Dr Joanna Michlic: Contemporary Polish antisemitism from a global perspective

27th April 2022

This event is co-sponsored by the George Washington University Rabin Chair Forum

In this talk Dr Joanna Michlic discusses key aspects of contemporary Polish antisemitism from a global perspective. Focusing on the use of antisemitic tropes in current politics and public discourse, she demonstrates the remarkable ability of these tropes to be adapted and repackaged to suit the particular political, social, and cultural needs of their advocates.

About this event

Thirty years after the fall of communism, antisemitic tropes have been proving to be as dynamic and versatile as before 1989. In the ‘global post-truth era’, these tropes are especially influential because they proliferate and mutate endlessly on every social media platform, and thus, reach sections of society who might not necessarily have the intellectual skills and historical knowledge to dismiss them as false and as hateful lies. 

This development is not only limited to Poland and post-communist Europe. In the growing antiliberal and antidemocratic cultures on both sides of the Atlantic, we can see the global rise of antisemitism. This development is characterised by ‘geographical and ideological travels’ of different strands of antisemitism of left-wing and right-wing provenance, and by their fusion and mutual feeding on each other.  These global antisemitic connections and mutations require urgent, thorough examination. 

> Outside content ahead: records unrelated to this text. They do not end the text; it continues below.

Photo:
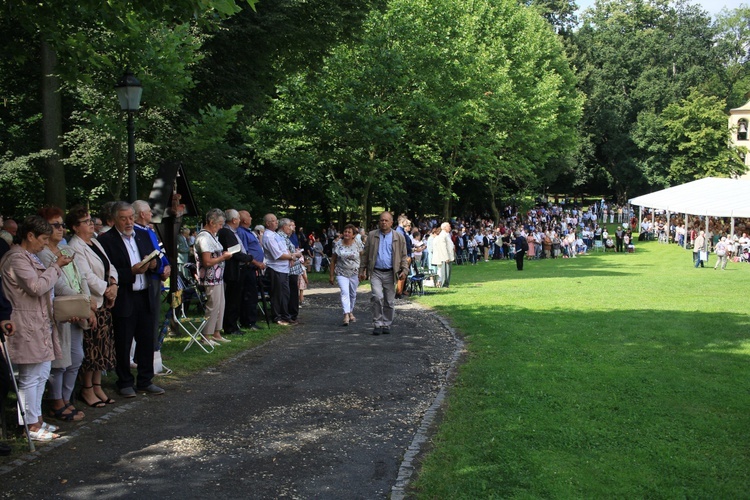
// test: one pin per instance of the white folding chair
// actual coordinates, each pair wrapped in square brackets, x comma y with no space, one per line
[192,327]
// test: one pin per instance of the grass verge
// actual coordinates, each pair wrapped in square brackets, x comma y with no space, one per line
[609,375]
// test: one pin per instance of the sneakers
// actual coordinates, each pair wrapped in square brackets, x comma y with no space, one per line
[42,435]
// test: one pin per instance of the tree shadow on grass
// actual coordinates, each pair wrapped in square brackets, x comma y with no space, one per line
[631,403]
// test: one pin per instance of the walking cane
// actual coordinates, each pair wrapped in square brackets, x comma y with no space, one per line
[8,328]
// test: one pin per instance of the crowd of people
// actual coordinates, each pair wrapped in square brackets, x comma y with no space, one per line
[73,302]
[114,263]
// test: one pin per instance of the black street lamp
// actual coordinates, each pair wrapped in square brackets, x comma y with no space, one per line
[129,91]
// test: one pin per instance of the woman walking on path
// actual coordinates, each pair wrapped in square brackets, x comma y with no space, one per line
[345,269]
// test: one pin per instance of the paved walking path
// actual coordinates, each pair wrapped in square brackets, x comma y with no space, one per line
[321,411]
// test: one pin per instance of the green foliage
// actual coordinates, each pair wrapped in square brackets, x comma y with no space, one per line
[638,57]
[688,141]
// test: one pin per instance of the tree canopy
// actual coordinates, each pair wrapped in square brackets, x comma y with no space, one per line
[326,109]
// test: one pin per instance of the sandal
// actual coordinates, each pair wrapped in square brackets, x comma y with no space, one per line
[43,435]
[50,427]
[108,401]
[96,404]
[70,416]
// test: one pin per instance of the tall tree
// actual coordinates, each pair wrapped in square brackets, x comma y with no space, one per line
[63,29]
[634,57]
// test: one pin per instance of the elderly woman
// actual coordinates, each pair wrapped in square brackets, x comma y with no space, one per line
[101,277]
[183,250]
[345,268]
[27,285]
[64,370]
[210,257]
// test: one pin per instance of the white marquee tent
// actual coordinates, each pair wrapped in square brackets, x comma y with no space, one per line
[709,197]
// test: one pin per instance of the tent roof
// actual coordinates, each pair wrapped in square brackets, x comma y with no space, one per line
[710,196]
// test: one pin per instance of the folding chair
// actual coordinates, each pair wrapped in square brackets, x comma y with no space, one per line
[192,327]
[415,281]
[264,297]
[193,292]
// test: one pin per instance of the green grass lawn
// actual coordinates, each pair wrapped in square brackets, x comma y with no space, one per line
[606,376]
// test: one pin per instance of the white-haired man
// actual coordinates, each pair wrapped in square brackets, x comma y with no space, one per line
[443,254]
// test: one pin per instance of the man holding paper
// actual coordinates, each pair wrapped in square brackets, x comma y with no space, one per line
[143,216]
[233,271]
[134,309]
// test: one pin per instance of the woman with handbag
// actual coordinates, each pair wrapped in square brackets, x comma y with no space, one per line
[62,377]
[101,278]
[28,285]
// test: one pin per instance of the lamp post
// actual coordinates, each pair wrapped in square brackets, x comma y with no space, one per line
[129,91]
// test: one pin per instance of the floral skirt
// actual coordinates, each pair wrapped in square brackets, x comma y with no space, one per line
[99,343]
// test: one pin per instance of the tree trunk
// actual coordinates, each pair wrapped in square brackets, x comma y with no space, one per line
[365,206]
[493,205]
[54,185]
[447,207]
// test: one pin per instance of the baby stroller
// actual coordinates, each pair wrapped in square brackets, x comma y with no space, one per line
[192,292]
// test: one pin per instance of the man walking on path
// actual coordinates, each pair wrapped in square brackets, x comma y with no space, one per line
[384,260]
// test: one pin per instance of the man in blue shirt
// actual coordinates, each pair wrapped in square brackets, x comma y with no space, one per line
[143,216]
[384,260]
[278,262]
[249,310]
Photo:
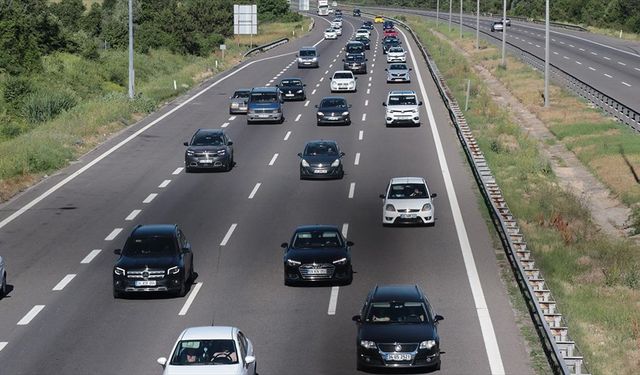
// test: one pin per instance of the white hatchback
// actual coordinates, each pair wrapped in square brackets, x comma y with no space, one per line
[214,350]
[407,201]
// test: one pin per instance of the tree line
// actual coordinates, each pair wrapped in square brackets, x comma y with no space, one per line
[30,29]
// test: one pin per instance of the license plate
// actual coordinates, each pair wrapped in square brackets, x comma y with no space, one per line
[398,357]
[146,283]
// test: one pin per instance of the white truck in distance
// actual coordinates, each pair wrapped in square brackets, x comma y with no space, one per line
[323,7]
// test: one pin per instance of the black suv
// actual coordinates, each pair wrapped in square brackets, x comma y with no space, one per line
[155,258]
[317,253]
[397,328]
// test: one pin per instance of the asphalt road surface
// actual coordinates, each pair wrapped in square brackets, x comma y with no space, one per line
[58,237]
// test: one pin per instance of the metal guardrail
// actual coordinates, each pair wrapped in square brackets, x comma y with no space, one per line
[562,353]
[267,46]
[613,107]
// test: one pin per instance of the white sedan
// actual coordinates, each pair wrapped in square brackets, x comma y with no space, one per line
[407,201]
[214,350]
[3,278]
[330,33]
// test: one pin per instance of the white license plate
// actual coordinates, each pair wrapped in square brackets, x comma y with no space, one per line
[146,283]
[398,357]
[317,271]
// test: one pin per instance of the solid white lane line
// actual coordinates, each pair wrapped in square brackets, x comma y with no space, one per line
[30,315]
[273,159]
[150,198]
[190,299]
[333,300]
[65,280]
[114,233]
[484,317]
[132,215]
[92,254]
[255,190]
[228,235]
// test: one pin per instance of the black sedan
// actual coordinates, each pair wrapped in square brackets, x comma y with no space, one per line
[397,328]
[155,258]
[321,159]
[292,89]
[356,63]
[209,149]
[317,254]
[333,110]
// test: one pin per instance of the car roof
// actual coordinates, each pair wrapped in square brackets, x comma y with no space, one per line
[154,229]
[408,180]
[208,332]
[397,293]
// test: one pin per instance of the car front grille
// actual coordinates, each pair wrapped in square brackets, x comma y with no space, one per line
[317,271]
[145,274]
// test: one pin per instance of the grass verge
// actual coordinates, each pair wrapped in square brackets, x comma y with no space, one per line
[593,277]
[30,149]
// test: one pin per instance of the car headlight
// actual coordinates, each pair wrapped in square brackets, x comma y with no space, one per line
[292,262]
[367,344]
[340,262]
[427,344]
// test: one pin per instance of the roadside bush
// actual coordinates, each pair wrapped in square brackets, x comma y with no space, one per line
[43,106]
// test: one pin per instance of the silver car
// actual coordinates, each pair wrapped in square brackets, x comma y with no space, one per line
[398,73]
[238,101]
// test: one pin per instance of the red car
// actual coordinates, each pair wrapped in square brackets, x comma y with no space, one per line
[391,32]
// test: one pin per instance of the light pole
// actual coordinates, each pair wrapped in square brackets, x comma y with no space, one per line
[546,55]
[131,72]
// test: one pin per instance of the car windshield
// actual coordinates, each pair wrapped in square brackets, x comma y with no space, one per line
[204,353]
[207,139]
[290,82]
[402,100]
[307,53]
[316,239]
[397,312]
[315,149]
[408,191]
[343,75]
[264,97]
[153,246]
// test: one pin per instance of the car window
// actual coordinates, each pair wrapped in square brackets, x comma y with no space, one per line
[397,312]
[204,353]
[317,239]
[402,100]
[152,246]
[408,191]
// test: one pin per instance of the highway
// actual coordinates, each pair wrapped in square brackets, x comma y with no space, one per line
[58,237]
[608,64]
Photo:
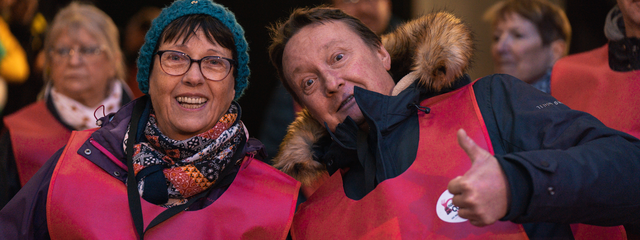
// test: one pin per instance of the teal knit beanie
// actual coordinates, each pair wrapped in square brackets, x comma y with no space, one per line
[189,7]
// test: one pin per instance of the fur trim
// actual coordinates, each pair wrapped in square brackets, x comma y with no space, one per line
[295,157]
[436,49]
[437,46]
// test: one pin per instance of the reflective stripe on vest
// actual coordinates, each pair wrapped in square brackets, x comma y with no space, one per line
[35,135]
[585,82]
[415,204]
[85,202]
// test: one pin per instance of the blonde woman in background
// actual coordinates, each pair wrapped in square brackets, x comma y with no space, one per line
[83,71]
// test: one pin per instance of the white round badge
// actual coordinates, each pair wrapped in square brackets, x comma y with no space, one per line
[446,210]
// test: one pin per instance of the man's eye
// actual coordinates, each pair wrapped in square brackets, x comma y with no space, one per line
[308,82]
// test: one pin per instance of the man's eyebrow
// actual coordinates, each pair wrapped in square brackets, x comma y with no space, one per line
[331,43]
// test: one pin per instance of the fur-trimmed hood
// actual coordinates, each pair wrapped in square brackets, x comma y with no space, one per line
[435,50]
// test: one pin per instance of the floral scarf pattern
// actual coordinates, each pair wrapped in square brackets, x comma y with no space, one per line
[185,167]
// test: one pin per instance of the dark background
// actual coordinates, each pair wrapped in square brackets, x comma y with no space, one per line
[586,17]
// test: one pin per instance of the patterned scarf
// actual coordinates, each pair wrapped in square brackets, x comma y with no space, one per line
[169,171]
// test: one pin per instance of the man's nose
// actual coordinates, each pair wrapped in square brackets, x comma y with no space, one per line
[333,82]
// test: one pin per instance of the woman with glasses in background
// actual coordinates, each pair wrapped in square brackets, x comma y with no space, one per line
[176,163]
[83,71]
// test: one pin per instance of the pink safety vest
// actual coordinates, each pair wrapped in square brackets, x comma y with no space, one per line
[415,204]
[85,202]
[35,135]
[585,82]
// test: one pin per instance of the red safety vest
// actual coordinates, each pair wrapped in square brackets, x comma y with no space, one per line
[35,135]
[415,204]
[85,202]
[585,82]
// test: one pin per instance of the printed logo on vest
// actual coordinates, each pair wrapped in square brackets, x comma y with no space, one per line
[446,210]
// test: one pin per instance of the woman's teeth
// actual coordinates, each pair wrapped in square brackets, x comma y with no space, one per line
[191,102]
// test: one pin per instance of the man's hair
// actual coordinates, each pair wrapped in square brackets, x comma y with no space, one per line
[550,20]
[282,32]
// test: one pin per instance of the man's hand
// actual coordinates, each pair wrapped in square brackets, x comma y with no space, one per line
[482,193]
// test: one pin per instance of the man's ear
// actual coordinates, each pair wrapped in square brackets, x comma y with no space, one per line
[558,50]
[384,57]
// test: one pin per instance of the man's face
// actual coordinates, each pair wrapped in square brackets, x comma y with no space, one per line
[322,64]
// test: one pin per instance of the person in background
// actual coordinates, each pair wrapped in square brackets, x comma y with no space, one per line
[605,81]
[529,36]
[83,72]
[176,163]
[376,144]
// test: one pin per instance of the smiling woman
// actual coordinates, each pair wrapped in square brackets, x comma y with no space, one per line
[179,155]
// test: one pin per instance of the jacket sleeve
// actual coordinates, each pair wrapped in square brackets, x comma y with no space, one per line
[563,166]
[25,217]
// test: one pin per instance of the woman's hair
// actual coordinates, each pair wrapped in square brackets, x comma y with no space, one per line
[550,20]
[185,27]
[282,32]
[95,22]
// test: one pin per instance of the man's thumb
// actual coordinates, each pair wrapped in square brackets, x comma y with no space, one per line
[474,151]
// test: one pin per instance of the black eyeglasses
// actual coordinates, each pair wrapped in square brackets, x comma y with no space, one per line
[213,68]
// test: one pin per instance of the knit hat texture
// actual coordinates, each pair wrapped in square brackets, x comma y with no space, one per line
[189,7]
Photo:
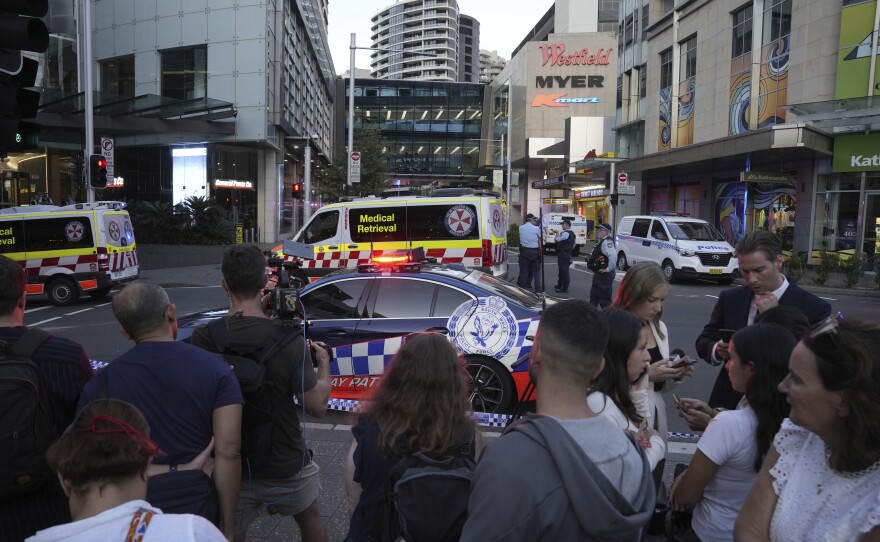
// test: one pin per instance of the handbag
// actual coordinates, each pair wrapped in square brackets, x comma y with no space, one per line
[184,492]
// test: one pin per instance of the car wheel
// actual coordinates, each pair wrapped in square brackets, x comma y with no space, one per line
[491,386]
[62,292]
[99,293]
[669,271]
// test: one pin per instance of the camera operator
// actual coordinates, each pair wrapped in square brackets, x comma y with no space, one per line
[281,474]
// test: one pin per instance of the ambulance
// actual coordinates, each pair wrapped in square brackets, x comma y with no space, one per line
[84,248]
[452,225]
[552,225]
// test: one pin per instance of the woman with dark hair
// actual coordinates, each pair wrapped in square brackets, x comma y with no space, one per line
[821,477]
[620,391]
[730,453]
[421,406]
[102,462]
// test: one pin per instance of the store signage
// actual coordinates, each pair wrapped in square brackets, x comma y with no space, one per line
[543,183]
[590,193]
[554,54]
[764,177]
[571,81]
[229,183]
[856,153]
[560,100]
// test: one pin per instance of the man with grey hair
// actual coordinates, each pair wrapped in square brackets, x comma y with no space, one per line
[574,475]
[188,396]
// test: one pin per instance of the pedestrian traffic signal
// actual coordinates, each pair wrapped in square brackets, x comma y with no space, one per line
[20,30]
[97,171]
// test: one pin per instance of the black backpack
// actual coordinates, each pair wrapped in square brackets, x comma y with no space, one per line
[427,498]
[258,415]
[27,427]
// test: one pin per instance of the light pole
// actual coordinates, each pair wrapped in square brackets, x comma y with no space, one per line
[352,48]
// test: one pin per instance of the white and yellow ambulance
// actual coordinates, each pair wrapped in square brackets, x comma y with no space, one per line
[83,248]
[468,229]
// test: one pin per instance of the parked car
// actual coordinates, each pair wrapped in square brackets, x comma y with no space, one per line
[365,314]
[682,246]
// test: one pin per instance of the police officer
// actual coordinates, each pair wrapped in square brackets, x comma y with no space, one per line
[564,245]
[603,261]
[529,254]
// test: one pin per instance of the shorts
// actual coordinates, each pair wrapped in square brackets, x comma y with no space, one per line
[285,496]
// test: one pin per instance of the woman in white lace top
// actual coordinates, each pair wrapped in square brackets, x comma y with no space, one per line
[821,479]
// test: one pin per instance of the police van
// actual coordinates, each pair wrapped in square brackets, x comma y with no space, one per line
[84,248]
[552,226]
[452,225]
[682,246]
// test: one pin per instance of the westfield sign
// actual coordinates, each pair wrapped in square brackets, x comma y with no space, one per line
[554,54]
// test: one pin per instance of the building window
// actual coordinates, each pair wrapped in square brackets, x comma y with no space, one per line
[185,73]
[117,76]
[666,69]
[742,31]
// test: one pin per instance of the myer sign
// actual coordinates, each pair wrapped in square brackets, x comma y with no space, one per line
[856,153]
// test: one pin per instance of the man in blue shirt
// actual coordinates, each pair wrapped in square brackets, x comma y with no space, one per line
[529,254]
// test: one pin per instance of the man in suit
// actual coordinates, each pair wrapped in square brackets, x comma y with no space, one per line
[759,253]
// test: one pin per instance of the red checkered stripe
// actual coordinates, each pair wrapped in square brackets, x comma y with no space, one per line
[123,260]
[76,264]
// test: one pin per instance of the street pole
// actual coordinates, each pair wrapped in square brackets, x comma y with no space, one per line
[307,183]
[352,49]
[90,107]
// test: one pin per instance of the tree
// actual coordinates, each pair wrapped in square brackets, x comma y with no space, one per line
[374,170]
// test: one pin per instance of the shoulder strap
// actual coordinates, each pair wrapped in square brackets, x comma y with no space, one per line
[29,342]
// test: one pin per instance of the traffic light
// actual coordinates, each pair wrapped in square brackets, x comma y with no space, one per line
[97,171]
[20,30]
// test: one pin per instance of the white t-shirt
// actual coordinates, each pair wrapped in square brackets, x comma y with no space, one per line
[814,502]
[602,405]
[729,442]
[113,525]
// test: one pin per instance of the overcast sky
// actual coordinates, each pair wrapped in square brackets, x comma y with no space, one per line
[503,25]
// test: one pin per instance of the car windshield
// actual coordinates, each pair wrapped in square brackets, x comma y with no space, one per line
[693,231]
[526,298]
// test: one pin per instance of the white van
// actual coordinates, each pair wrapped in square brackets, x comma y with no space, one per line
[457,226]
[552,224]
[84,248]
[683,247]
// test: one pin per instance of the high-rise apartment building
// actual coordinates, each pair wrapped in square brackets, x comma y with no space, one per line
[490,65]
[434,41]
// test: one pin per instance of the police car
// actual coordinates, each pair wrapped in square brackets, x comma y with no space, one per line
[366,313]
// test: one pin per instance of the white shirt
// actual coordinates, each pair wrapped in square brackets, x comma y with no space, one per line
[729,442]
[814,502]
[113,524]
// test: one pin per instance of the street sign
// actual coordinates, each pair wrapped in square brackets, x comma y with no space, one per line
[354,161]
[107,149]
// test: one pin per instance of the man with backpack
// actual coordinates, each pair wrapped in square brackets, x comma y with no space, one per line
[42,377]
[188,396]
[564,473]
[273,365]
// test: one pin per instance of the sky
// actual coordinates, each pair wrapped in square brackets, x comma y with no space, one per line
[503,25]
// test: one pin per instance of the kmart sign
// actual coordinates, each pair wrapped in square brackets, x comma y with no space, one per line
[857,153]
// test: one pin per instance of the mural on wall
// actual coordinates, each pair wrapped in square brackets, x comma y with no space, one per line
[773,88]
[687,93]
[665,140]
[740,90]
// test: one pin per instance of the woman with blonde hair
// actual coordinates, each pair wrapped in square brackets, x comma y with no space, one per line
[642,292]
[102,462]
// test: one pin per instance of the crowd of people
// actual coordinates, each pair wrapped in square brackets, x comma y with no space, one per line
[175,441]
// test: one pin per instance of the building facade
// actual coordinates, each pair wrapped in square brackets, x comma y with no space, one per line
[214,101]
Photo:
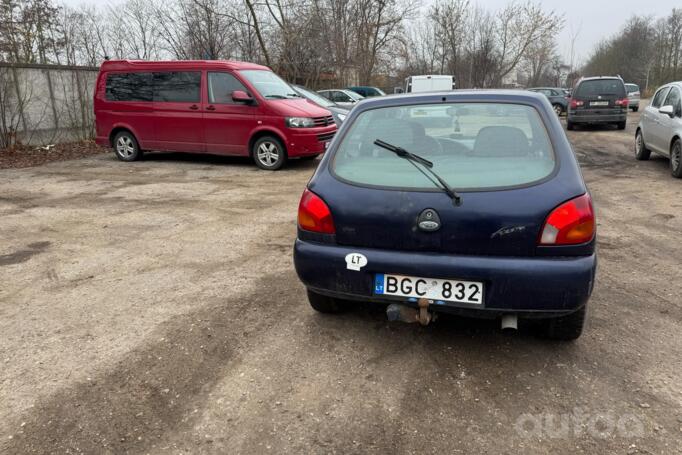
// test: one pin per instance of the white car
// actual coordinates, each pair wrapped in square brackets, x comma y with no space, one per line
[660,127]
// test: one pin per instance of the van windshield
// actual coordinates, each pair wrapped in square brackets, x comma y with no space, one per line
[471,145]
[269,85]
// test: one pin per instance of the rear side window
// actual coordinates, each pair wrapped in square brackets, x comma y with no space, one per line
[129,87]
[221,86]
[601,87]
[177,87]
[673,100]
[659,97]
[472,146]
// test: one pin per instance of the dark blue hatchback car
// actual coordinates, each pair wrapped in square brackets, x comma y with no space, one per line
[468,202]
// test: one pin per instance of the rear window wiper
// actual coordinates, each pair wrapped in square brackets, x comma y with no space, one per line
[427,166]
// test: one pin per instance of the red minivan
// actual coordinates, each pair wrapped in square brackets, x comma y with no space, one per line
[219,107]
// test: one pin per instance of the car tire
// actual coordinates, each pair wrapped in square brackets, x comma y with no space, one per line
[565,328]
[126,147]
[323,304]
[641,152]
[269,153]
[676,159]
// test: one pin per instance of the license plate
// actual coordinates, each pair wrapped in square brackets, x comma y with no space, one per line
[435,289]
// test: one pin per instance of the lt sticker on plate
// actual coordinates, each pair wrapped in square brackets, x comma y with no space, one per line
[355,261]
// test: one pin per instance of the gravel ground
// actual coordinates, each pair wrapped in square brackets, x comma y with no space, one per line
[153,307]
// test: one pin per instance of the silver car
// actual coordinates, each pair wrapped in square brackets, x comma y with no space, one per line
[660,127]
[633,96]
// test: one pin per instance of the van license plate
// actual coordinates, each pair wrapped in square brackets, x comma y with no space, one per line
[470,292]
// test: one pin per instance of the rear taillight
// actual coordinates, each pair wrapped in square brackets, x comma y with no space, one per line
[571,223]
[314,215]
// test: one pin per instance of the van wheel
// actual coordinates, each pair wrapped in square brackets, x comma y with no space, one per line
[325,304]
[676,159]
[565,328]
[641,152]
[126,147]
[269,153]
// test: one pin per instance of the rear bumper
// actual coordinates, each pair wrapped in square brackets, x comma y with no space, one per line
[597,118]
[312,142]
[538,286]
[103,141]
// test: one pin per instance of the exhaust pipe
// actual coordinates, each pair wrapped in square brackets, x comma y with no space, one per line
[404,313]
[510,322]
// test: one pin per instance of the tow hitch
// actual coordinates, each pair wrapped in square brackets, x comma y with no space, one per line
[404,313]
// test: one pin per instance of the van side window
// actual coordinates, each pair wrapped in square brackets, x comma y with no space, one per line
[659,97]
[177,87]
[221,86]
[129,87]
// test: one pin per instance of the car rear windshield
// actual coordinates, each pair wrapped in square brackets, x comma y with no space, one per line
[600,87]
[472,146]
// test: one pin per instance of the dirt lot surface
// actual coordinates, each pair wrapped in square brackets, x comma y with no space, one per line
[153,308]
[24,156]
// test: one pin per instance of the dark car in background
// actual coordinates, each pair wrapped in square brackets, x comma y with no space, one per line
[557,97]
[634,96]
[338,112]
[367,92]
[598,100]
[487,216]
[342,97]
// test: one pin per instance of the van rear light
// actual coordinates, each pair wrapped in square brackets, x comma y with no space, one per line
[571,223]
[314,214]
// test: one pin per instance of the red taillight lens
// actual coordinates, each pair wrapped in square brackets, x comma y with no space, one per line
[314,215]
[571,223]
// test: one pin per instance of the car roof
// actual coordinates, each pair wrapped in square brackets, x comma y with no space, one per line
[484,96]
[121,65]
[596,78]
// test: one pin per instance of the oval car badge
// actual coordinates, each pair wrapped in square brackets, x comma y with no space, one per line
[429,220]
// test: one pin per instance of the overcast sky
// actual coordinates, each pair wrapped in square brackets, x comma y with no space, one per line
[593,20]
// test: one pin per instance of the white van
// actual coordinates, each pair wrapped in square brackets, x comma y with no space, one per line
[429,83]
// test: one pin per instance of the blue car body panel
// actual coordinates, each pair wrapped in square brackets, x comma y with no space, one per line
[492,237]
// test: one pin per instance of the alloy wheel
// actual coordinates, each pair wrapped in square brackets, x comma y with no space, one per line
[125,147]
[268,153]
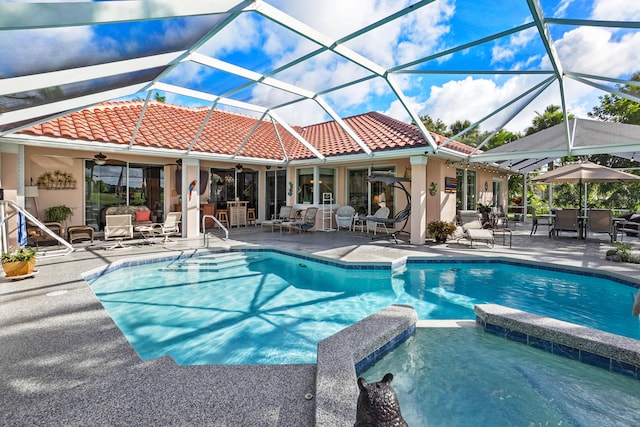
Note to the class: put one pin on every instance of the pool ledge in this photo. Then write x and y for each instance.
(602, 349)
(342, 355)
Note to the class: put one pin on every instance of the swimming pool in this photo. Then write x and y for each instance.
(270, 307)
(468, 377)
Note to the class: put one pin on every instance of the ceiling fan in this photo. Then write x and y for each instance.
(100, 159)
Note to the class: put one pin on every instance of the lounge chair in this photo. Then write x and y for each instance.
(401, 216)
(170, 226)
(378, 219)
(344, 217)
(283, 215)
(566, 220)
(467, 216)
(473, 230)
(307, 222)
(118, 227)
(601, 221)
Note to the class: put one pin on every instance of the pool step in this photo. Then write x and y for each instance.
(216, 263)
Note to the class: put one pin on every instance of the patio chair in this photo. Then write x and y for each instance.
(566, 220)
(306, 223)
(283, 215)
(467, 216)
(474, 230)
(118, 227)
(344, 217)
(601, 221)
(536, 220)
(378, 220)
(170, 226)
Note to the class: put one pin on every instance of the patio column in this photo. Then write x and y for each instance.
(190, 203)
(418, 199)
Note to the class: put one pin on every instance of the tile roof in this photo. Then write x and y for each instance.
(174, 127)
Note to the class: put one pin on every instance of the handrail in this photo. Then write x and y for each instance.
(35, 221)
(204, 231)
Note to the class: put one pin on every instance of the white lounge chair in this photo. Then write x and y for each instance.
(118, 227)
(344, 217)
(307, 222)
(283, 215)
(473, 230)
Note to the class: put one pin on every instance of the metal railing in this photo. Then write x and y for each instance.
(204, 230)
(15, 210)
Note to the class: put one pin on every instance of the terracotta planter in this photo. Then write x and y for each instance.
(441, 238)
(18, 268)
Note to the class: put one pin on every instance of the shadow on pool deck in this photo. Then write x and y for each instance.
(64, 362)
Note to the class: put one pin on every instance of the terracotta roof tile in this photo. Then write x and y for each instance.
(174, 127)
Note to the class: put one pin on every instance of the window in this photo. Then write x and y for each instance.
(122, 184)
(326, 183)
(304, 192)
(466, 190)
(231, 184)
(366, 197)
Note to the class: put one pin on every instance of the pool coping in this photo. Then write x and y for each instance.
(341, 356)
(592, 346)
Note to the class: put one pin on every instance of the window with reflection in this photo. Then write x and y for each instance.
(367, 197)
(305, 182)
(121, 184)
(466, 198)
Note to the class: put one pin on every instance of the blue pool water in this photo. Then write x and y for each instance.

In the case of Poland, the modern national identity, founded upon a matrix of exclusivist ethnonationalism, has been built in opposition to Jews and values associated with Jewishness. The Jew is still evoked as the central Threatening Other to the national collective in the eyes of radical exclusivist ethnonationalistic political groups and their supporters. Today, the far-right repertoire of enemies of the modern vision of Polishness has been expanded to include new perceived threats such as gender-queer studies, multiculturalism and the LGBT community. However, these ‘new enemies’ are often linked to the core traditional enemy of exclusivist ethnonationalistic Poland, the Jew, who is viewed as responsible for the emergence of these new enemies.

Dr Michlic discusses the history, scope, and dynamics of these old and new anti-Jewish tropes. 

Dr Joanna Michlic

Joanna Beata Michlic is a social and cultural historian, and founder and first Director of HBI (Hadassah-Brandeis Institute) Project on Families, Children, and the Holocaust at Brandeis University. She is an Honorary Senior Research Associate at the UCL Centre for the Study of Collective Violence, the Holocaust and Genocide, UCL Institute for Advances Studies, and Research Fellow at Weiss-Livnat International Centre for Holocaust Research and Education, University of Haifa, June 2019 May 2022.

She is a co-Editor in Chief of Genealogy Journal. Among her  major publications are Poland’s Threatening Other: The Image of the Jew from 1880 to the Present, (translated into Polish in 2015 and nominated for the Best History Book of Kazimierz Moczarski Award 2016 in Poland; Hebrew translation, with new epilogue, Jerusalem, Yad Vashem Institute, 2021), Bringing the Dark Past to Light: The Reception of the Holocaust in Postcommunist Europe, co-edited with John-Paul Himka (Lincoln, NUP, 2012), and singled co-edited Jewish Family 1939 – Present: History, Representation, and Memory, Brandeis University Press/NEUP, January 2017).

Her latest single-authored monograph is Piętno Zagłady Wojenna i powojenna historia oraz pamięć żydowskich dzieci ocalałych w Polsce (Warsaw, ZIH, December, 2020). She is currently working on a book project on the history and memory of rescue of Jewish children in Poland, More Than the Milk Of Human Kindness: Jewish Survivors and Their Polish Rescuers Recount Their Tales, 19441949, and is co-convenor of an international conference on Children, War and Genocide to take place at Munich University in October 2022.